If your job isn’t yet threatened by open-source methodology, consider what will happen when home 3D printing becomes a reality (of functioning devices, not just plastic models). Consider an open-source version of Siri, version 10, an AI that can not only program your appointments, but can write software, compose music, make money management decisions, supervise a team of robot farmers, etc. Will your job be safe then?
Increase Civic Wealth, or Else
If I lived in a country that valued civic wealth, one that offered universal health care, free public education (including early childhood and four-year college), a great public transportation system, solid energy infrastructure, and other civic perks, I’d be saying “bring it on!”
Open source/free may disrupt revenue streams, but it provides an enormous boon to the average citizen. High-quality products and services are suddenly much less expensive, easier to use and modify, etc.
The problem is, the open-source/free movement tends to concentrate revenue streams, not spread them out. There is less need for labor, and less revenue to pay employees. Business owners do fine if they run lean, but there are fewer jobs. The rich get richer and the poor get poorer.
Maybe the open source/free movement is also a solution to this problem (you might not need a job if most stuff is free), but I suspect that the economic disruptions caused by open source/free, and recent technological innovation in general, will lead to increasing income equality, social unrest, class warfare, and possibly even fascism, unless balanced by more progressive taxation policies and increased civic wealth (social democracy, or something better).

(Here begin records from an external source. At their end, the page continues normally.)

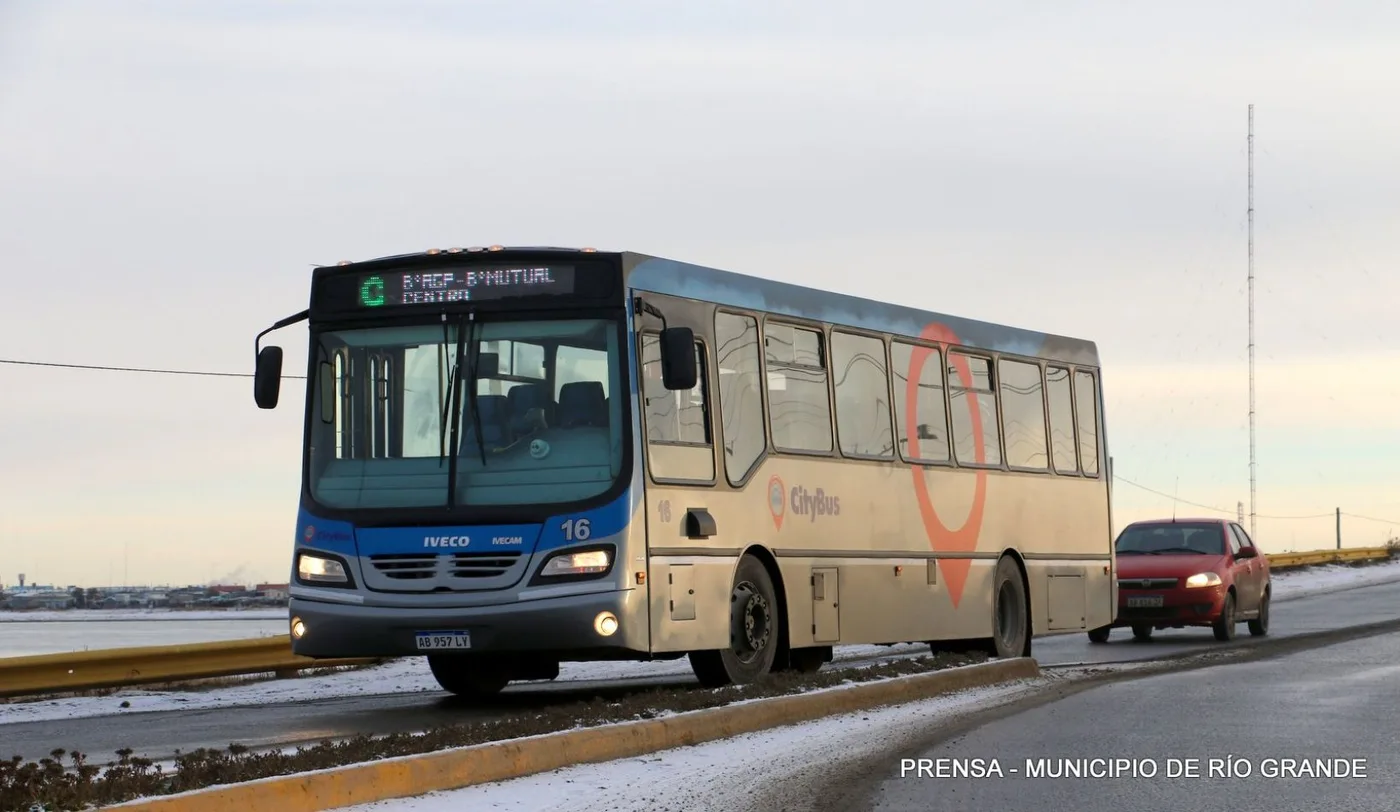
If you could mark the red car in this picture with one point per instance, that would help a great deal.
(1178, 573)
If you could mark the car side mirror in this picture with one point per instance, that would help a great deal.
(678, 359)
(268, 377)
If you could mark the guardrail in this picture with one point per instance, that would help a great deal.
(154, 664)
(1315, 557)
(161, 664)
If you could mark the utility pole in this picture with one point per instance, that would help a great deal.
(1252, 469)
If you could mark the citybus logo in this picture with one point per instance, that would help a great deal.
(777, 500)
(814, 504)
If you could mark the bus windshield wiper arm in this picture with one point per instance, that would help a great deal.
(471, 385)
(455, 417)
(444, 392)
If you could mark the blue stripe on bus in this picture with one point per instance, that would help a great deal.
(560, 531)
(745, 291)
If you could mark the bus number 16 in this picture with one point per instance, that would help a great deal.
(577, 529)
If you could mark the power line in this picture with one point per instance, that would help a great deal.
(1371, 518)
(149, 370)
(1218, 508)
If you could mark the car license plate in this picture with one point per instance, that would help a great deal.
(440, 640)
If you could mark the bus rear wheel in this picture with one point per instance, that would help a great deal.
(1011, 612)
(471, 675)
(753, 632)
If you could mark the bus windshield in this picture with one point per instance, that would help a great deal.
(538, 409)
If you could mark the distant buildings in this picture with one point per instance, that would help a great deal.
(28, 598)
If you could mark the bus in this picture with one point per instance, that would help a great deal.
(522, 457)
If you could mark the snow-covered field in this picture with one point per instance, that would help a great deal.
(412, 675)
(112, 615)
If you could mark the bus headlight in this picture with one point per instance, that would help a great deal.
(581, 563)
(321, 570)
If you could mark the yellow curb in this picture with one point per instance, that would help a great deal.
(409, 776)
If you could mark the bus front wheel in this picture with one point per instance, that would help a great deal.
(471, 676)
(753, 632)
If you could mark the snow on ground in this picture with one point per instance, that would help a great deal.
(107, 615)
(412, 675)
(1291, 584)
(401, 676)
(723, 774)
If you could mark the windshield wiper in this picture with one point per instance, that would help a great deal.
(444, 391)
(455, 401)
(471, 385)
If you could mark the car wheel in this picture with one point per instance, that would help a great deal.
(1225, 625)
(1259, 626)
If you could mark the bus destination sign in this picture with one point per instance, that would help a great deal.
(459, 284)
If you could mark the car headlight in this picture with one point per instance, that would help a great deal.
(583, 563)
(321, 570)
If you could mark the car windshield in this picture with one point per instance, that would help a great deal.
(539, 415)
(1172, 538)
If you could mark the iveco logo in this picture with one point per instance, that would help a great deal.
(447, 541)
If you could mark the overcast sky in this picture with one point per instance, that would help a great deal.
(171, 171)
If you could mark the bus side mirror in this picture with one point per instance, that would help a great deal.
(268, 377)
(678, 359)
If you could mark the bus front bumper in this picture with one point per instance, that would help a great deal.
(564, 625)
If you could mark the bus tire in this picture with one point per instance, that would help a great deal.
(471, 676)
(753, 632)
(1010, 612)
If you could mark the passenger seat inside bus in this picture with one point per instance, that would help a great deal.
(524, 398)
(493, 410)
(583, 403)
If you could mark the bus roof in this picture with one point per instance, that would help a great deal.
(738, 290)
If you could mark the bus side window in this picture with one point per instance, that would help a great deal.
(741, 399)
(1087, 409)
(928, 441)
(678, 422)
(861, 396)
(801, 417)
(1061, 420)
(1024, 413)
(973, 402)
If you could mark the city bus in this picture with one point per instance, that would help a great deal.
(521, 457)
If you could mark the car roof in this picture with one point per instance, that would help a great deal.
(1180, 521)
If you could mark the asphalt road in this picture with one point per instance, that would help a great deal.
(160, 734)
(1336, 703)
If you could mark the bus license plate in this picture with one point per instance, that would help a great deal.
(440, 640)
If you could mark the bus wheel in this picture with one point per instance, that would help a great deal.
(753, 632)
(1011, 632)
(469, 675)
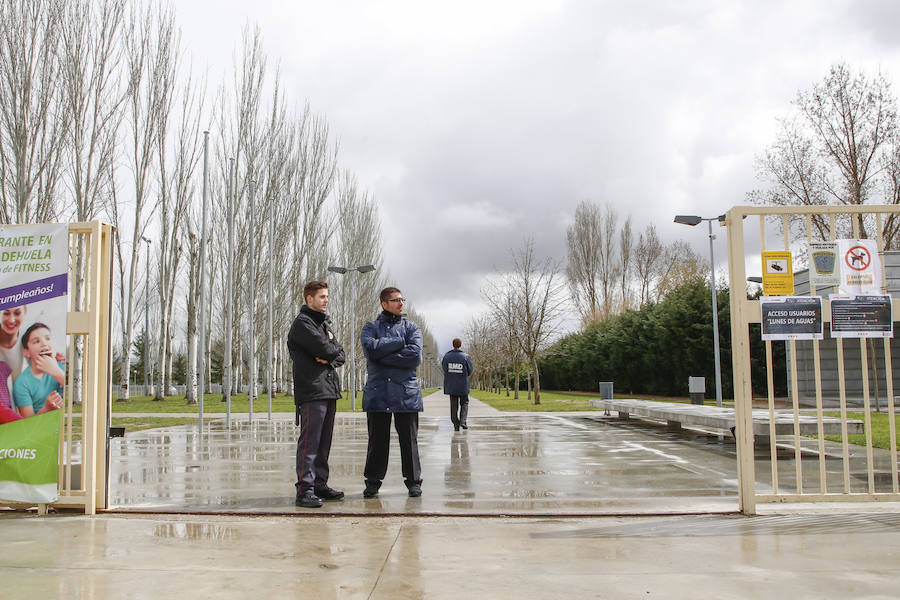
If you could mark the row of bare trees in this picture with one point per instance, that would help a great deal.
(102, 117)
(609, 272)
(839, 144)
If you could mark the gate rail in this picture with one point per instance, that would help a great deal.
(868, 464)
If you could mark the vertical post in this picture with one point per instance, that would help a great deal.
(740, 357)
(147, 322)
(352, 342)
(251, 392)
(202, 377)
(229, 295)
(712, 264)
(270, 371)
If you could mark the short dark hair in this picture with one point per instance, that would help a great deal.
(28, 331)
(386, 293)
(312, 287)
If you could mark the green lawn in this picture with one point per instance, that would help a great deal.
(550, 401)
(213, 407)
(881, 435)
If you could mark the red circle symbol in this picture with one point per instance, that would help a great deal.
(857, 258)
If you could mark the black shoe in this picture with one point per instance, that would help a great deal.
(308, 500)
(327, 493)
(371, 490)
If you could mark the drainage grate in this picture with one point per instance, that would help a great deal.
(714, 526)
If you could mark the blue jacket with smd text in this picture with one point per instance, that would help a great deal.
(457, 368)
(393, 349)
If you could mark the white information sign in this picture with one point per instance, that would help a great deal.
(824, 270)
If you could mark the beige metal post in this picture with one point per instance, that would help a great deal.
(743, 392)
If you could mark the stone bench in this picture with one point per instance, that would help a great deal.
(722, 419)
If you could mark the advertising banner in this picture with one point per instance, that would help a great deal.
(792, 318)
(854, 316)
(33, 306)
(824, 270)
(29, 458)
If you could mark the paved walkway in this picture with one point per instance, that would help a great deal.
(490, 482)
(394, 558)
(504, 464)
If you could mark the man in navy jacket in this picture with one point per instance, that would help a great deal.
(393, 348)
(457, 368)
(316, 354)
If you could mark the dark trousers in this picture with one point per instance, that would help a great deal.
(459, 409)
(407, 426)
(314, 443)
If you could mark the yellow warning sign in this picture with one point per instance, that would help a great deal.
(778, 273)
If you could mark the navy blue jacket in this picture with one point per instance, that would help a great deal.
(393, 349)
(457, 368)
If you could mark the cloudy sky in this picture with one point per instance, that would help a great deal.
(478, 123)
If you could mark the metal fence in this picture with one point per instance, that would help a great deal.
(808, 468)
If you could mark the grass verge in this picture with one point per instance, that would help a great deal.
(881, 433)
(550, 401)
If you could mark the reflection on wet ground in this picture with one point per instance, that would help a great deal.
(510, 464)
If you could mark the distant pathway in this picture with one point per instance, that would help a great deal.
(438, 405)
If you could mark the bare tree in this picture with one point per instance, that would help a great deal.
(626, 249)
(178, 192)
(32, 125)
(647, 255)
(143, 104)
(93, 96)
(358, 243)
(839, 147)
(679, 264)
(583, 242)
(526, 300)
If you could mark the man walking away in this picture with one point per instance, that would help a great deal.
(393, 348)
(457, 368)
(316, 354)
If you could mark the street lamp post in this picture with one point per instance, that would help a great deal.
(343, 271)
(147, 323)
(693, 220)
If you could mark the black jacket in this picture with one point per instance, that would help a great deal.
(308, 340)
(457, 368)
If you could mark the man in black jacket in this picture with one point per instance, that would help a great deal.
(457, 368)
(316, 354)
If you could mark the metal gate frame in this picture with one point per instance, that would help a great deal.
(744, 312)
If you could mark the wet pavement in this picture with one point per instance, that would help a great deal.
(225, 557)
(504, 464)
(521, 506)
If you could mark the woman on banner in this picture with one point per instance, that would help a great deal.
(12, 361)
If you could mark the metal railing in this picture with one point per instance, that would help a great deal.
(821, 470)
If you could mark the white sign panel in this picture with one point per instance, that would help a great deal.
(824, 270)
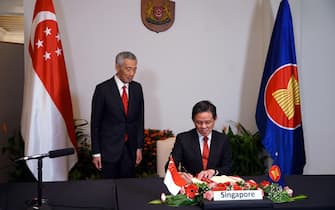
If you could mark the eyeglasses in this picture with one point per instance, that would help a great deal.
(206, 122)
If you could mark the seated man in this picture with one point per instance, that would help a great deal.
(202, 151)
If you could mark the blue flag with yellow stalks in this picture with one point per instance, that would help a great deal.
(278, 113)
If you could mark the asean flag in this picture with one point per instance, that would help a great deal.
(47, 118)
(173, 181)
(278, 113)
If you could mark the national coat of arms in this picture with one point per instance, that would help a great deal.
(157, 15)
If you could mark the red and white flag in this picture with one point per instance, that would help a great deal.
(173, 181)
(47, 117)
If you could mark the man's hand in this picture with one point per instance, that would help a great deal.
(97, 162)
(138, 156)
(209, 173)
(187, 176)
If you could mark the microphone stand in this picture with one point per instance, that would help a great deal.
(39, 203)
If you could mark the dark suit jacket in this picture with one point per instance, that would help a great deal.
(109, 123)
(186, 151)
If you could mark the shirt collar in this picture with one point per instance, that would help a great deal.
(119, 83)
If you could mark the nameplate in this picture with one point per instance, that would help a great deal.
(237, 195)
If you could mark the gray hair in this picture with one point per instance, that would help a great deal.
(119, 60)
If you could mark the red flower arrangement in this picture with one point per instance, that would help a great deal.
(194, 193)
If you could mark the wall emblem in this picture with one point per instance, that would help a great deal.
(157, 15)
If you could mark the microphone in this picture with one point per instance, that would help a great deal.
(50, 154)
(61, 152)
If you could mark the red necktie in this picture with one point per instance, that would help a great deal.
(125, 105)
(205, 153)
(125, 99)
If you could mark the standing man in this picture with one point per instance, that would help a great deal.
(202, 151)
(117, 121)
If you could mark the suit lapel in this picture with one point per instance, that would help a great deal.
(213, 150)
(196, 147)
(116, 95)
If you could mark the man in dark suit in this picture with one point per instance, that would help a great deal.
(198, 157)
(117, 121)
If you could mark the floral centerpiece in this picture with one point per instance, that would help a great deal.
(195, 193)
(199, 190)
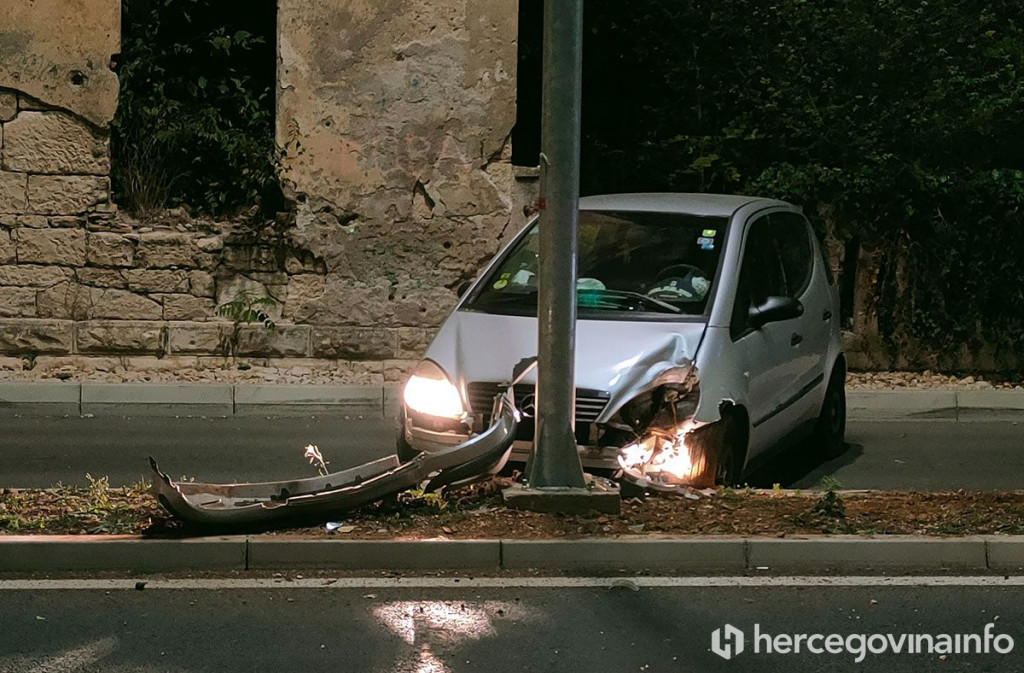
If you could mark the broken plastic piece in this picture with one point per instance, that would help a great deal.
(241, 504)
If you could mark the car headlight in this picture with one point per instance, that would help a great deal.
(430, 392)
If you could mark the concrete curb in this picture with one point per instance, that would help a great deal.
(382, 400)
(685, 554)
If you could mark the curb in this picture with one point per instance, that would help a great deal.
(382, 400)
(686, 554)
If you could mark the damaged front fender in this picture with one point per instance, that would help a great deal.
(243, 504)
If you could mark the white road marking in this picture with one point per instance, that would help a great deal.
(67, 662)
(507, 583)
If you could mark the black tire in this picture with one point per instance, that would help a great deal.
(717, 453)
(829, 430)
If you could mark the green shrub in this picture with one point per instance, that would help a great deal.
(895, 122)
(196, 122)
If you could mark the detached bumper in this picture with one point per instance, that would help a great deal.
(241, 504)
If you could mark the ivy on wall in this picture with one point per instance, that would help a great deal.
(196, 121)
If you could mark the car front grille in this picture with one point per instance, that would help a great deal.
(590, 404)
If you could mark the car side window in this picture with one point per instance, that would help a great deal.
(796, 250)
(761, 275)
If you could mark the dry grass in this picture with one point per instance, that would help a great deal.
(478, 512)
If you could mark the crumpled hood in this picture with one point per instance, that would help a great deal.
(622, 358)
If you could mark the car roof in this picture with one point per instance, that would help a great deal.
(708, 205)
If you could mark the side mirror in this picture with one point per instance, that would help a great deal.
(774, 309)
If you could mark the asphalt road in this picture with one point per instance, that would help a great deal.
(40, 452)
(498, 630)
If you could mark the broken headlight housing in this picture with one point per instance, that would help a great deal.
(430, 392)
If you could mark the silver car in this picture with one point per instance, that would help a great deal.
(708, 336)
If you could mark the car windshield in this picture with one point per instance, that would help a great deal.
(629, 262)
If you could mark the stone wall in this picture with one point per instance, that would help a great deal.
(393, 122)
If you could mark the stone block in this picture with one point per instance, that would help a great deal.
(69, 221)
(36, 336)
(202, 284)
(210, 244)
(13, 193)
(186, 307)
(119, 337)
(32, 221)
(67, 195)
(65, 247)
(120, 304)
(100, 278)
(354, 342)
(282, 341)
(30, 276)
(53, 142)
(413, 341)
(8, 106)
(104, 249)
(157, 281)
(204, 338)
(17, 302)
(8, 251)
(165, 249)
(66, 300)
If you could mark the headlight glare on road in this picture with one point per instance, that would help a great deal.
(430, 392)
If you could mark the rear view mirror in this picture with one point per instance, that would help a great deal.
(774, 309)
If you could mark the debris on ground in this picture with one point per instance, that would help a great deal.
(477, 511)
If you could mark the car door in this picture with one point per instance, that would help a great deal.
(810, 335)
(766, 352)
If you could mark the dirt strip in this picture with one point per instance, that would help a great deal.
(478, 512)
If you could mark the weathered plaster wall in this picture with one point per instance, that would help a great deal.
(394, 118)
(393, 121)
(58, 51)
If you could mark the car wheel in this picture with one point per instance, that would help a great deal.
(717, 454)
(829, 431)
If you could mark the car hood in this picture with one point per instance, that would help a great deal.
(622, 358)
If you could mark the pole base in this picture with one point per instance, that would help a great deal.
(599, 495)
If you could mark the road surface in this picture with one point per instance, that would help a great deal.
(505, 629)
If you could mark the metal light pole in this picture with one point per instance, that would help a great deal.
(556, 460)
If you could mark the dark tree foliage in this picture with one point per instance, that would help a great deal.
(897, 121)
(195, 124)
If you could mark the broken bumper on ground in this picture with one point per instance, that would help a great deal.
(241, 504)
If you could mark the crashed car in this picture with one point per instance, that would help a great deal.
(708, 337)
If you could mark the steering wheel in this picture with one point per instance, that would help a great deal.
(671, 271)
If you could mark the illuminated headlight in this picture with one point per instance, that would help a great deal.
(430, 392)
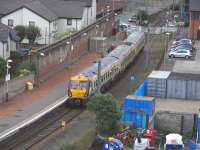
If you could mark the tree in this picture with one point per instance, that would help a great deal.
(21, 32)
(107, 112)
(32, 32)
(2, 67)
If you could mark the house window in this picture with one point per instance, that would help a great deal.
(10, 22)
(31, 23)
(69, 21)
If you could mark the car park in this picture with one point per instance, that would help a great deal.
(181, 53)
(184, 46)
(182, 41)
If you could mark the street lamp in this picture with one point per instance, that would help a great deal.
(97, 26)
(113, 6)
(39, 54)
(165, 50)
(7, 76)
(71, 48)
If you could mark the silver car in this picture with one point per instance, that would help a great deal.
(180, 53)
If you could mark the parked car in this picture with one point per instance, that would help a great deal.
(183, 53)
(182, 41)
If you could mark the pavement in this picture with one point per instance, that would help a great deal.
(29, 103)
(176, 105)
(185, 66)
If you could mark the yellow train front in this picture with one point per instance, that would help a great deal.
(78, 89)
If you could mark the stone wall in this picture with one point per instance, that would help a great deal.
(15, 87)
(61, 55)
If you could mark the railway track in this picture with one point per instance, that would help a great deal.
(69, 116)
(31, 136)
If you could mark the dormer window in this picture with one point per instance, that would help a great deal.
(31, 23)
(10, 22)
(69, 21)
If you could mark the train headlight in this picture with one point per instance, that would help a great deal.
(69, 93)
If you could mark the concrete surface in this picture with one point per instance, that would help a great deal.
(187, 66)
(187, 106)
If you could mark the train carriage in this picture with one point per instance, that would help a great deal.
(85, 84)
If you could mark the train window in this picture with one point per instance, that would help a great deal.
(73, 84)
(83, 84)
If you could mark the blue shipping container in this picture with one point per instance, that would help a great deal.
(198, 129)
(141, 90)
(193, 146)
(136, 109)
(140, 104)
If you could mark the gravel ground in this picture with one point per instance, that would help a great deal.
(74, 130)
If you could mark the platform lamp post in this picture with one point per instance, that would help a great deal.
(113, 6)
(38, 54)
(7, 77)
(166, 49)
(99, 76)
(97, 26)
(71, 48)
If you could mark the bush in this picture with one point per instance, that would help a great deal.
(142, 16)
(81, 143)
(32, 33)
(21, 32)
(65, 34)
(186, 24)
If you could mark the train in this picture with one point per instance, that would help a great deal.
(88, 81)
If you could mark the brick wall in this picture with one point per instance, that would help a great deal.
(193, 27)
(58, 55)
(103, 5)
(15, 86)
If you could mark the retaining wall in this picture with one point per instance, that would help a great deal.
(59, 55)
(15, 87)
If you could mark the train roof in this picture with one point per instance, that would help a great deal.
(133, 38)
(93, 69)
(119, 51)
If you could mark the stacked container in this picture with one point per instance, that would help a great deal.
(138, 110)
(157, 84)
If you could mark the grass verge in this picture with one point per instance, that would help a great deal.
(82, 143)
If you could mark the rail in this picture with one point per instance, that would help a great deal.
(32, 119)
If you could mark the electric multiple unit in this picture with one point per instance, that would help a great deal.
(83, 85)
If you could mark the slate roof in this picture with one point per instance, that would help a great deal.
(194, 5)
(40, 9)
(5, 31)
(48, 9)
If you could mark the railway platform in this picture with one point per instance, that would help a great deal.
(31, 105)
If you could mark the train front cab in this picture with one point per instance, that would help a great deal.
(78, 89)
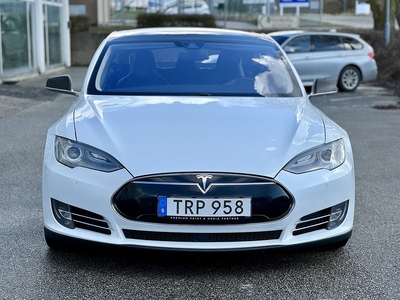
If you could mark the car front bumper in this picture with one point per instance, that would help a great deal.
(90, 193)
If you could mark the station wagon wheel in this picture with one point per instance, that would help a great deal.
(349, 79)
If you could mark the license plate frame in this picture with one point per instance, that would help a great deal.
(184, 207)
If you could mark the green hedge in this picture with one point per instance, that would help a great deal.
(162, 20)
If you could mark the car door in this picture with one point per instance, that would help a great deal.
(327, 56)
(299, 51)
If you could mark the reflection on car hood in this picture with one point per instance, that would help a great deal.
(200, 134)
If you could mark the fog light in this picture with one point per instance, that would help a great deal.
(62, 213)
(338, 214)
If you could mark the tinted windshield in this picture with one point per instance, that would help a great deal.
(193, 68)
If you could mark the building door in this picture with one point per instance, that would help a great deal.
(52, 34)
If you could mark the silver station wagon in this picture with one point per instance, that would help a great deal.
(341, 57)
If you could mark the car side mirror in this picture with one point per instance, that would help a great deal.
(289, 49)
(323, 87)
(61, 84)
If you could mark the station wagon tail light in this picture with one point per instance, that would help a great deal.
(371, 54)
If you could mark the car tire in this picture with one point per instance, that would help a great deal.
(349, 79)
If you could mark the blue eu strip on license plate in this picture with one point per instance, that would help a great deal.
(162, 206)
(203, 207)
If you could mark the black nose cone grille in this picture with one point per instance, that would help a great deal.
(138, 199)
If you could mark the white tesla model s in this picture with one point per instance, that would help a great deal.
(195, 139)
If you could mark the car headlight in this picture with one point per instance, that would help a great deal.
(328, 156)
(74, 154)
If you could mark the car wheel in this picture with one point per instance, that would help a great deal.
(349, 79)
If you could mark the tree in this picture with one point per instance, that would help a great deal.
(378, 8)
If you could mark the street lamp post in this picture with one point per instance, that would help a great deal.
(387, 23)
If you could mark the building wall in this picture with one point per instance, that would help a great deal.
(34, 38)
(91, 9)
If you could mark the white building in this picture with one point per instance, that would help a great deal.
(35, 37)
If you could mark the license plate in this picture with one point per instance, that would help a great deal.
(203, 207)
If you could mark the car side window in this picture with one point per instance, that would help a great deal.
(326, 43)
(351, 44)
(299, 44)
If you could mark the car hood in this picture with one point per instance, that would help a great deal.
(150, 135)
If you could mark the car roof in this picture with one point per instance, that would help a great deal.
(168, 33)
(289, 33)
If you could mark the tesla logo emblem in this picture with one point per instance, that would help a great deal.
(204, 178)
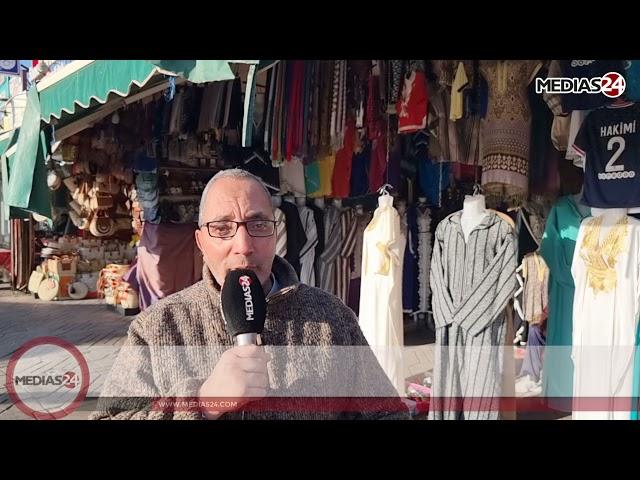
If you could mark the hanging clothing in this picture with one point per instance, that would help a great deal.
(472, 283)
(292, 179)
(587, 69)
(356, 262)
(412, 106)
(360, 172)
(423, 221)
(575, 123)
(609, 144)
(332, 245)
(544, 177)
(361, 224)
(395, 73)
(533, 360)
(318, 217)
(536, 285)
(342, 169)
(557, 250)
(281, 232)
(342, 270)
(308, 251)
(312, 178)
(606, 270)
(434, 178)
(326, 103)
(506, 130)
(325, 172)
(381, 290)
(296, 238)
(460, 82)
(378, 165)
(632, 78)
(409, 227)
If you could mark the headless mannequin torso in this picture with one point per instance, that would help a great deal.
(474, 211)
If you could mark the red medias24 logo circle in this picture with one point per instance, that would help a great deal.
(34, 377)
(612, 84)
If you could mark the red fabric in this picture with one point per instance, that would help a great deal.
(378, 164)
(294, 123)
(5, 259)
(412, 106)
(341, 180)
(373, 104)
(466, 173)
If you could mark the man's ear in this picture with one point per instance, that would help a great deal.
(197, 233)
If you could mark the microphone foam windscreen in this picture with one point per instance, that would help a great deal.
(243, 302)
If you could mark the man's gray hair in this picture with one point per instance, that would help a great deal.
(230, 173)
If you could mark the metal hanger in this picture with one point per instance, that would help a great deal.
(384, 189)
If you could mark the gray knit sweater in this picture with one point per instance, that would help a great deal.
(322, 366)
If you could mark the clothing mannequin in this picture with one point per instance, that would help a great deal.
(605, 314)
(473, 212)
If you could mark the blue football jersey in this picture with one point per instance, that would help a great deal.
(609, 142)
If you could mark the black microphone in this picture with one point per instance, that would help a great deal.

In the long run, we need to remodel our economy so that we are providing for each other instead of exploiting each other.
What Should You Do About It?
So, I’ve been riffing here. Some of you might think I’ve used the term “open source” too loosely, too interchangeably with “free software” or “peer-to-peer” or even “digital economy.” Maybe I have, but I hope my main points have come through:
- the means of production and distribution of practically everything are becoming more and more open and accessible
- people are creating and sharing non-proprietary solutions, designs, and works that are often of equal or greater quality than the proprietary options
- these trends will disrupt every sector of the global economy by shattering scarcity and centralized monopolistic control
- these disruptions will result in many benefits for the average person, but they may also destroy your job
On the last point especially, what can you do about it?
- you can create a realistic personal economic plan based on your temperament
- you can try to anticipate when and how open source/free/peer-to-peer is going to affect your industry
- you can expand your economic options by engaging in accelerated learning of skills that are in high demand
- you can master the odd, unnatural, rarely taught skills needed to thrive in modernity
- you can move to a country that values civic wealth, if they’ll let you in (and you can handle the cybernetic discombobulation)
- you can invest energy in influencing the policies and politicians of your own country toward creating more civic/public wealth (education, healthcare, public health, recreation, transportation, etc.)
One final note … SOPA (Stop Online Piracy Act) can be seen as an attempt to slow down some of the trends I discussed in this post, but it is in fact a step towards fascism. On a social level, the correct response towards the open-source/peer-to-peer/free trend is not censorship and centralized control, but rather increasing civic/public wealth.